Multiple System Atrophy

Multiple System Atrophy (MSA) is a rare neurodegenerative disorder that affects movement and the autonomic nervous system, which controls involuntary processes like blood pressure and digestion. It involves the progressive loss of neurons in brain areas such as the basal ganglia, cerebellum, and inferior olivary nucleus, driven by abnormal alpha-synuclein protein accumulation.[1]

MSA affects about 5 per 100,000 people, typically starting between ages 50-60, with a slight male predominance (1.3:1).[1] Unlike Parkinson’s disease, MSA responds poorly to dopamine treatments, distinguishing it despite overlapping symptoms.[2]

Symptoms

MSA presents in combinations of three main symptom groups:[3]

Parkinsonism: Slowness, stiffness, tremors, and small, spidery handwriting

Cerebellar Ataxia: Poor coordination, unsteady walking, and double vision

Autonomic Dysfunction: Orthostatic hypotension (dizziness upon standing), urinary issues (incontinence or retention), constipation, impotence, vocal cord palsy, dry mouth, and sleep disorders (e.g., REM behavior disorder, snoring, or breathing issues)

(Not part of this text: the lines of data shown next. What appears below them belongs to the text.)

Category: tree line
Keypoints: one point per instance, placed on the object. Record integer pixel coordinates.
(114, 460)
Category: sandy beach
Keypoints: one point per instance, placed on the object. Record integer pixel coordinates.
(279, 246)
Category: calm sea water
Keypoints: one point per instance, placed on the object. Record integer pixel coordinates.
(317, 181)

Other signs include emotional instability (inappropriate laughing/crying), muscle twitches, and cognitive impairment in later stages.[4]

Progression

The disease often begins with an akinetic-rigid syndrome (62% of cases), balance issues (22%), or genitourinary symptoms (9%), such as erectile dysfunction in men or reduced genital sensitivity in women.[5] Falls are common within the first year for 20% of patients. As MSA progresses, symptoms worsen, leading to severe disability within 6-10 years, with most requiring a wheelchair within five years of motor symptom onset.[1]

Diagnosis

MSA is diagnosed clinically using criteria updated in 2007,[5] often challenging due to overlap with Parkinson’s. Imaging (MRI/CT) may show cerebellar or putamen changes, like the "hot cross bun" sign in MSA-C, though these aren’t always present early. Definitive diagnosis requires autopsy, revealing alpha-synuclein-rich glial cytoplasmic inclusions (Papp-Lantos bodies).[6]

Management

No cure exists, but management includes levodopa (effective in ~1.5% of cases),[7] fludrocortisone or midodrine for hypotension,[8] and rehabilitation (physiotherapy, speech therapy) to aid mobility and swallowing.[3] Non-drug strategies like head-up tilt sleeping and compression stockings help with blood pressure control.

Prognosis

Life expectancy averages 6-10 years post-symptom onset, with few surviving beyond 12 years.[1] Common causes of death include infections (e.g., pneumonia) and sudden death.[9]